La ter­razza affacciata sulle rovine è pro­prietà di Paolo De Vitis e della sua famiglia. Lui c’era. Ha visto l’espressione del ragazzo che dalla finestra di fronte gli chiedeva aiu­to, lo implorava di salvarlo. «E io capace di dirgli solo stai tranquil­lo, abbiamo chiamato il 118. In mezzo, tra me e lui, c’erano le fiam­me, vampate che continuavano a salire, dal sotto al sopra». Il suo vi­cino di casa, si chiama Del Lupo, ha strappato la pompa antincen­dio dalle scale e ha cercato di butta­re acqua sulle case di sotto. I tetti non ci sono più, sono crollati per primi. Versava acqua, per cercare di aiutare due donne che intanto morivano. Da sopra si vede un vas­soio con l’aquila della Fernet Bran­ca fuso per il calore, la parabola della pay-tv schiantata sul tavolo della sala da pranzo. Le abitazioni di De Vitis e De Lupo sono tra le poche case private sul lato destro di via Aurelia Nord. Adesso sem­bra quasi blasfemo dirlo, ma la scorsa notte poteva andare molto peggio. La piccola fortuna che ha salvato molte vite è data dalla con­formazione di questi edifici che una volta erano fondi commercia­li. Quegli stanzoni lunghi e stretti hanno fatto muro alle fiamme di via Ponchielli, una specie di gran­de porta taglia fuoco che ha circo­scritto l’incendio ad una sola via del quartiere. Il fondo dove Massi­miliano Lippi stampa e vende rivi­ste e testi scolastici è stato la sal­vezza di un paio di gatti e di un ca­gnolino.

Il muro è crollato su una pila di pubblicazioni per bambini, Piccole canaglie e Mirtillo coni­glio. Gli animali sono riusciti a far­si largo tra i calcinacci. I loro pro­prietari non hanno avuto la stessa fortuna. Gli esseri umani che invece pos­sono raccontare di questa notte maledetta fanno sosta sull’Aurelia nord al bar Moreno, che esiste dal 1945 e prende il nome dal suo pro­prietario.

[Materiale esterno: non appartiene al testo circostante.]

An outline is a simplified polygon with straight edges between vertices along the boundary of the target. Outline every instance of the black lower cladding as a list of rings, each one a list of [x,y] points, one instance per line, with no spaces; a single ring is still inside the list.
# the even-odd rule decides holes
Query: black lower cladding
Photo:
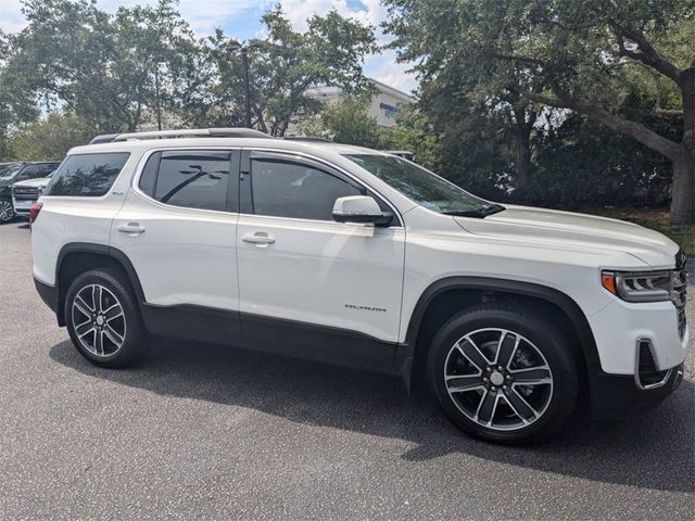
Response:
[[[153,334],[233,345],[308,360],[395,374],[396,343],[358,332],[203,306],[142,304]]]
[[[46,282],[41,282],[36,277],[34,278],[34,285],[36,285],[36,291],[39,293],[43,304],[50,307],[53,313],[58,313],[58,288],[47,284]]]
[[[616,419],[659,405],[683,380],[683,365],[674,367],[668,381],[656,389],[640,390],[633,376],[594,374],[592,414],[597,419]]]

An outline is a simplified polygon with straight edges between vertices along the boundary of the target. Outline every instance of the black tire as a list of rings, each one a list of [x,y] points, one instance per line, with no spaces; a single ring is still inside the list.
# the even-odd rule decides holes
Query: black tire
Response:
[[[4,198],[0,199],[0,225],[10,223],[12,219],[14,219],[14,206],[12,205],[12,200]]]
[[[509,339],[505,345],[511,345],[513,340],[516,341],[517,338],[520,340],[514,347],[505,347],[506,353],[514,353],[507,366],[509,369],[505,367],[497,371],[496,365],[491,364],[493,373],[496,373],[494,380],[497,386],[495,387],[492,378],[486,378],[491,374],[490,366],[482,369],[480,374],[477,371],[478,367],[483,365],[483,359],[488,363],[496,355],[491,353],[489,356],[478,358],[478,365],[475,365],[464,352],[469,353],[471,345],[477,346],[482,343],[481,339],[490,336],[489,345],[476,347],[472,354],[486,353],[485,350],[493,348],[492,339],[493,334],[496,334],[493,332],[497,330],[500,330],[498,346],[503,344],[502,339],[507,334]],[[464,341],[458,344],[459,340],[469,334],[468,339],[475,336],[472,343]],[[502,347],[497,348],[503,351]],[[538,352],[542,356],[538,356]],[[451,356],[450,353],[452,353]],[[501,358],[504,358],[504,355]],[[538,361],[540,372],[535,374],[547,374],[549,371],[552,383],[531,386],[520,383],[522,379],[520,371],[535,370],[529,361],[532,359],[542,360]],[[519,366],[521,361],[528,364],[528,369]],[[459,369],[460,367],[463,369]],[[465,378],[460,378],[457,371],[460,371]],[[468,374],[472,374],[470,380],[467,380]],[[526,374],[529,376],[530,372]],[[473,378],[481,380],[484,378],[485,383],[481,384],[482,387],[472,389],[479,385]],[[546,377],[539,378],[542,381],[548,380]],[[504,391],[498,385],[500,380],[506,383]],[[517,380],[516,383],[515,380]],[[572,414],[579,386],[578,365],[572,345],[552,321],[527,310],[494,304],[469,308],[455,315],[442,326],[430,345],[427,381],[430,392],[444,414],[458,428],[475,437],[503,444],[539,443],[552,437]],[[452,389],[451,394],[448,389]],[[459,389],[466,389],[466,391],[459,392]],[[497,395],[500,396],[496,397]],[[536,398],[538,406],[528,407],[526,410],[519,407],[515,410],[513,404],[520,405],[519,396],[525,398],[521,405],[529,406],[531,398]],[[494,405],[486,407],[483,415],[482,411],[485,408],[483,401],[488,398],[492,399]],[[489,415],[491,409],[493,412]],[[526,414],[522,415],[519,411]],[[489,416],[492,419],[489,419]],[[494,425],[497,418],[500,418],[498,424],[489,427]],[[508,423],[505,424],[505,422]],[[520,427],[515,428],[515,424]]]
[[[114,305],[117,304],[121,307],[122,316],[116,315],[118,308],[115,308],[112,315],[114,318],[109,318],[111,321],[106,320],[106,314],[101,314],[103,322],[101,326],[98,323],[98,317],[91,323],[85,321],[88,317],[79,310],[80,308],[84,309],[85,305],[89,308],[88,310],[91,312],[93,307],[99,313],[99,308],[94,305],[94,288],[101,288],[101,290],[98,290],[100,295],[99,308],[103,307],[105,308],[104,310],[114,309]],[[92,294],[91,302],[88,298],[90,289]],[[77,310],[75,310],[75,301],[78,295],[80,298],[83,296],[85,298],[81,298]],[[65,323],[73,344],[79,354],[92,364],[101,367],[119,368],[135,364],[144,355],[149,344],[149,334],[142,323],[142,317],[130,284],[121,271],[111,268],[99,268],[77,276],[67,290],[63,313],[65,314]],[[97,314],[92,315],[92,318],[94,316]],[[75,323],[76,321],[78,322],[77,325]],[[111,325],[113,325],[113,328],[111,328]],[[77,328],[80,328],[80,333],[84,333],[89,327],[92,329],[100,328],[99,332],[96,330],[88,332],[83,335],[84,340],[80,340]],[[99,334],[100,341],[97,340],[97,334]],[[111,339],[123,340],[118,345],[118,342]],[[91,347],[90,344],[92,344]]]

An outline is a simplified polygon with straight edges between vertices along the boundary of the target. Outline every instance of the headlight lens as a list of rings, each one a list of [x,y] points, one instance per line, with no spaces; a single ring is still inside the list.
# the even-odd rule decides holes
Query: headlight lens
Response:
[[[603,271],[602,285],[627,302],[670,301],[673,271]]]

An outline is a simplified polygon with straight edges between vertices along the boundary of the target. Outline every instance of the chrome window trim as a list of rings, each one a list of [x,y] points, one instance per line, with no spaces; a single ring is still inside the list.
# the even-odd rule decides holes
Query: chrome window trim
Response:
[[[223,150],[223,151],[239,151],[241,152],[240,147],[163,147],[156,149],[149,149],[147,152],[142,154],[138,164],[135,167],[135,174],[132,179],[130,180],[130,190],[132,190],[137,195],[146,200],[148,203],[152,203],[155,206],[160,206],[164,209],[177,209],[184,212],[193,212],[193,213],[202,213],[202,214],[214,214],[214,215],[225,215],[225,216],[238,216],[239,212],[229,212],[226,209],[206,209],[206,208],[193,208],[192,206],[176,206],[175,204],[166,204],[161,201],[157,201],[154,198],[151,198],[142,190],[140,190],[140,176],[142,176],[142,170],[144,169],[144,165],[152,154],[155,152],[176,152],[181,150]],[[159,175],[159,173],[157,173]]]
[[[324,160],[323,157],[318,157],[316,155],[313,154],[308,154],[306,152],[298,152],[294,150],[285,150],[285,149],[275,149],[275,148],[268,148],[268,147],[262,147],[262,148],[256,148],[256,147],[224,147],[224,145],[213,145],[213,147],[204,147],[204,145],[198,145],[198,147],[157,147],[157,148],[153,148],[153,149],[148,149],[142,156],[140,157],[140,160],[138,161],[136,167],[135,167],[135,174],[132,175],[132,179],[130,181],[130,189],[138,194],[139,196],[143,198],[146,201],[153,203],[157,206],[161,206],[163,208],[175,208],[175,209],[186,209],[186,211],[191,211],[191,212],[197,212],[197,213],[212,213],[212,214],[223,214],[223,215],[244,215],[244,216],[251,216],[251,217],[264,217],[264,218],[270,218],[270,219],[283,219],[283,220],[289,220],[289,221],[303,221],[303,223],[330,223],[332,225],[339,225],[339,226],[354,226],[354,225],[350,225],[348,223],[336,223],[334,220],[319,220],[319,219],[301,219],[301,218],[295,218],[295,217],[275,217],[271,215],[257,215],[257,214],[244,214],[241,212],[227,212],[227,211],[219,211],[219,209],[204,209],[204,208],[192,208],[190,206],[175,206],[172,204],[166,204],[166,203],[162,203],[161,201],[157,201],[154,198],[151,198],[150,195],[148,195],[147,193],[144,193],[142,190],[140,190],[140,176],[142,175],[142,170],[144,169],[144,165],[148,162],[148,160],[150,158],[150,156],[152,154],[154,154],[155,152],[176,152],[176,151],[182,151],[182,150],[228,150],[230,152],[233,151],[239,151],[241,153],[242,150],[244,151],[249,151],[250,153],[257,151],[257,152],[274,152],[274,153],[280,153],[283,155],[288,155],[288,156],[295,156],[295,157],[305,157],[312,161],[316,161],[317,163],[321,163],[323,165],[326,165],[329,168],[333,168],[334,170],[341,173],[342,175],[349,177],[350,179],[352,179],[354,182],[356,182],[357,185],[359,185],[361,187],[369,190],[370,192],[372,192],[375,195],[377,195],[387,206],[389,206],[391,208],[391,211],[393,212],[393,215],[397,217],[399,219],[399,225],[393,225],[393,226],[389,226],[388,228],[393,228],[393,229],[404,229],[405,225],[404,225],[404,220],[403,220],[403,215],[395,208],[395,206],[387,199],[384,198],[381,193],[379,193],[378,190],[375,190],[374,188],[371,188],[369,185],[365,183],[365,181],[363,181],[362,179],[359,179],[358,177],[356,177],[355,175],[353,175],[352,173],[350,173],[349,170],[346,170],[345,168],[338,166],[333,163],[330,163],[326,160]],[[358,225],[361,227],[363,227],[364,225]]]

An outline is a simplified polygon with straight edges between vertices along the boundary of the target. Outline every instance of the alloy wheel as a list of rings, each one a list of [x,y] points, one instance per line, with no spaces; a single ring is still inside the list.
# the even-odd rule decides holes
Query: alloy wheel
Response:
[[[541,351],[505,329],[480,329],[459,339],[446,356],[444,383],[468,419],[495,431],[534,423],[553,397],[553,372]]]
[[[73,301],[73,325],[81,346],[94,356],[114,355],[126,338],[123,306],[100,284],[84,287]]]

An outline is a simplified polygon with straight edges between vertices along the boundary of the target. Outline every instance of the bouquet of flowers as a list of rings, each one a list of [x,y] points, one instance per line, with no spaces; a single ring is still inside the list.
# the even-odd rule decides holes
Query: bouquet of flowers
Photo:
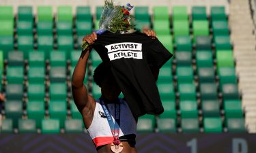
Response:
[[[130,24],[130,20],[134,19],[134,16],[130,15],[129,11],[133,8],[130,3],[126,6],[115,5],[113,0],[104,0],[103,11],[99,22],[99,30],[96,33],[102,34],[106,31],[112,33],[126,33],[134,29],[134,25]],[[83,50],[89,46],[86,41],[83,41]]]

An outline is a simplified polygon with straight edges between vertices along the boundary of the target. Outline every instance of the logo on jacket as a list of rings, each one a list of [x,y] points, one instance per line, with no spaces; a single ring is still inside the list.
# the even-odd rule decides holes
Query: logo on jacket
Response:
[[[142,44],[139,43],[117,43],[105,46],[110,61],[122,58],[142,59]]]

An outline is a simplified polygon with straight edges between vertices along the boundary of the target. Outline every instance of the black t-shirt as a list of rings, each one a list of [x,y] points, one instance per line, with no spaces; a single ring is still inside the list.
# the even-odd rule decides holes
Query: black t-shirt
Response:
[[[172,54],[158,39],[144,33],[98,35],[93,46],[112,73],[134,117],[160,114],[163,107],[150,67],[160,69]]]

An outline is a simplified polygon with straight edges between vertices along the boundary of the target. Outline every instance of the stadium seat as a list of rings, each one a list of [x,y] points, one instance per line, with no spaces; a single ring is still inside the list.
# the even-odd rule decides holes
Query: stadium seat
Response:
[[[58,6],[57,14],[57,21],[72,22],[73,14],[72,6]]]
[[[169,11],[167,6],[154,6],[153,14],[154,20],[168,20]]]
[[[91,7],[89,6],[78,6],[76,7],[76,20],[91,21]]]
[[[65,82],[67,72],[66,67],[51,67],[50,69],[50,81],[52,82]]]
[[[53,22],[53,8],[51,6],[38,6],[38,21]]]
[[[24,68],[23,67],[11,67],[7,68],[6,79],[8,84],[23,83]]]
[[[57,119],[42,119],[42,133],[59,133],[59,120]]]
[[[176,133],[176,119],[159,118],[157,120],[158,129],[160,133]]]
[[[18,127],[18,120],[23,116],[23,102],[19,101],[8,100],[5,103],[5,112],[7,118],[12,118],[14,128]]]
[[[201,101],[203,115],[204,117],[218,117],[221,115],[220,103],[218,99]]]
[[[182,100],[180,101],[181,117],[183,118],[197,118],[197,103],[195,99]]]
[[[190,36],[177,36],[175,37],[176,51],[192,51],[192,43]]]
[[[5,85],[5,95],[8,100],[21,100],[23,97],[23,85],[8,84]]]
[[[193,6],[192,7],[192,18],[193,20],[207,20],[205,6]]]
[[[82,133],[83,120],[79,119],[69,119],[65,121],[65,131],[67,133]]]
[[[0,133],[13,133],[13,122],[10,118],[5,118],[2,121],[2,126],[0,127]]]
[[[224,109],[226,118],[243,118],[240,100],[224,100]]]
[[[27,88],[27,97],[29,100],[44,99],[45,96],[45,86],[44,82],[40,83],[29,82]]]
[[[20,51],[10,51],[8,60],[8,66],[23,67],[24,65],[24,54]]]
[[[67,102],[62,100],[50,100],[48,105],[49,115],[52,119],[58,119],[61,128],[65,127],[67,116]]]
[[[35,133],[37,132],[35,120],[20,119],[18,120],[18,129],[20,133]]]
[[[45,78],[44,67],[29,66],[27,76],[29,83],[44,83]]]
[[[201,83],[199,85],[201,99],[203,100],[216,99],[217,86],[215,82]]]
[[[198,133],[199,132],[199,121],[197,118],[182,118],[182,133]]]
[[[51,100],[62,100],[66,101],[67,97],[67,86],[66,82],[51,82],[49,88]]]
[[[205,133],[223,132],[223,124],[221,117],[204,118],[203,122]]]
[[[20,21],[29,21],[33,23],[33,15],[31,6],[18,6],[18,19]]]
[[[188,19],[186,6],[173,6],[172,15],[174,21],[188,20]]]
[[[44,118],[45,103],[43,99],[39,101],[29,100],[27,104],[27,112],[29,119],[35,120],[36,128],[41,128],[41,120]]]

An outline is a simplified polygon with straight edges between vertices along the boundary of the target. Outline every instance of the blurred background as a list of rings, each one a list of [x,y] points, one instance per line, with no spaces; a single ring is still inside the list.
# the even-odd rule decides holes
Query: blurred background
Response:
[[[154,29],[174,54],[160,69],[157,82],[165,112],[141,117],[138,133],[182,137],[180,133],[222,137],[256,133],[255,0],[115,2],[134,5],[131,12],[137,28]],[[87,131],[72,99],[70,80],[83,37],[98,29],[103,3],[0,1],[0,88],[5,95],[0,102],[0,140],[10,135],[20,138],[18,133],[87,137],[83,135]],[[92,73],[100,63],[92,51],[84,82],[94,97],[100,97],[100,89]],[[1,137],[4,133],[9,134]],[[93,146],[89,139],[86,141]]]

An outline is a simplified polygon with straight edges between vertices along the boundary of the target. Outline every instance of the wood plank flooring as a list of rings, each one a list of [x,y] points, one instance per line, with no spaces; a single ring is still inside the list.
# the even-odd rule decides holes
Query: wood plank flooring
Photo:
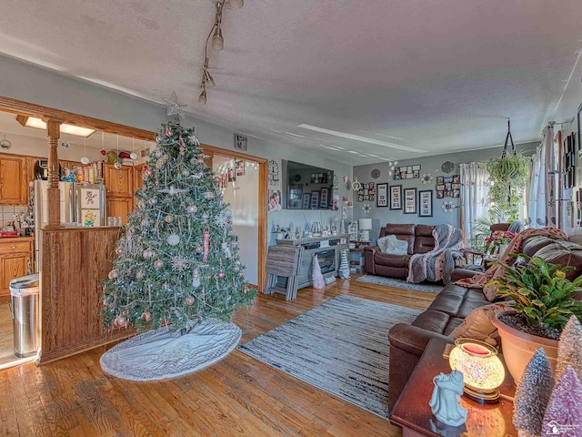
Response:
[[[340,294],[425,310],[434,295],[337,279],[297,299],[259,295],[234,321],[247,341]],[[386,333],[387,341],[387,333]],[[133,382],[101,371],[101,347],[0,372],[4,436],[400,436],[397,427],[234,351],[180,378]]]

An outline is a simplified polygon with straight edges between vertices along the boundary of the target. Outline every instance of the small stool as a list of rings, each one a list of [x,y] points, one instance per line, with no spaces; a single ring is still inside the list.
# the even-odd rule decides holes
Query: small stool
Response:
[[[297,297],[297,269],[303,256],[301,246],[269,246],[266,254],[266,287],[265,294],[282,293],[286,300]],[[286,278],[286,287],[277,284],[279,277]]]

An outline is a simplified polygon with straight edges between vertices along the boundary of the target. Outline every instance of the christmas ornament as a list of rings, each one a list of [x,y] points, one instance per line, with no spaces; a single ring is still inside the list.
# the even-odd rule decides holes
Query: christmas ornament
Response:
[[[146,250],[144,250],[143,255],[144,255],[144,258],[146,259],[150,259],[154,258],[154,255],[156,255],[156,252],[154,251],[153,249],[149,248],[149,249],[146,249]]]
[[[208,260],[208,253],[210,251],[210,232],[208,230],[204,231],[204,244],[203,244],[204,256],[202,257],[202,260],[206,262]]]
[[[180,236],[177,234],[170,234],[167,236],[166,241],[170,246],[177,246],[180,244]]]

Anche lui ha qualcuno da ricordare, un fratello anziano che è morto insieme alla sua ba­dante. Stringe le mani, abbraccia chi fa le condoglianze. «Abbiamo perso tutti qualcosa. Un familiare, un amico, un conoscente. Molti di noi non hanno più la casa. Ma al­meno siamo vivi». Le persone in­torno annuiscono. Dall’altra parte della strada c’è un ragazzo con ma­glietta nera e orecchino che osser­va la scena. Si chiama Mario, ha 21 anni. Da ore aspetta di sapere qual­cosa del suo fratello più piccolo, sa­pendo bene che non arriverà nes­suna buona notizia. «Dicono che è una fatalità pazzesca, che poteva anche andare peggio. Io invece di­co che non so spiegarmi come mai sia toccata a noi». A tarda sera risa­le la via e raggiunge il cordone di polizia. Non chiede, nessuno gli ri­sponde. Si gira e torna indietro, evitando con cura di calpestare le ombre sull’asfalto.